O’Blivion’s preferred mode of discourse leads to a realization that “public life on television is more real than private life in the flesh.” Bianca adds a chilling reality to this exposition: “He wasn’t afraid to let his body die.” O’Blivion believed that in the modern world, the afterlife exists inside data. As Max’s hallucinations intensify to the point where he can’t distinguish between the video world and reality, he eventually declares his new consciousness to be the “Video Word made flesh.” Instead of his otherworldly experiences leading him to dispel the artificial reality he created for himself, he chooses the opposite fate, and decides to let his mind merge with video, “letting his body die.” Max precedes this final act in his evolution with the mantra “Death to Videodrome! Long live the new flesh!”
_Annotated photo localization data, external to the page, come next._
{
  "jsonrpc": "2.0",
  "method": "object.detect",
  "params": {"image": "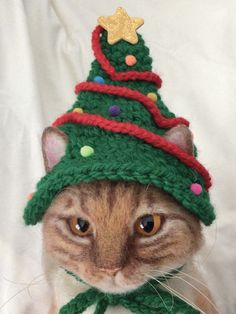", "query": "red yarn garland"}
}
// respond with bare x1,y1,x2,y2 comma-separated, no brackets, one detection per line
53,112,211,189
60,26,211,190
75,82,189,128
92,26,162,89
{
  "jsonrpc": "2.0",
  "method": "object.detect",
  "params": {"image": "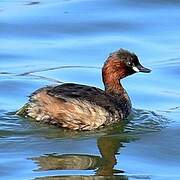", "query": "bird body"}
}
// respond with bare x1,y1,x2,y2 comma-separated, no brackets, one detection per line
17,49,151,130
In 1983, Cronenberg conceived of Videodrome as a bizarre (but on-brand) conduit for expressing his anxieties regarding a future where life behind the screen would be more validated than the one in front of it. In 2020, where does the new flesh go from here? We may be primed to become like O’Blivion, our alternative digital self existing long after our old flesh is dead and buried, our loved ones continuing their relationships with us through skewed versions, through identities we’ve chosen rather than through representations of our true, messed-up selves. Then again, according to Cronenberg, we may not have a choice.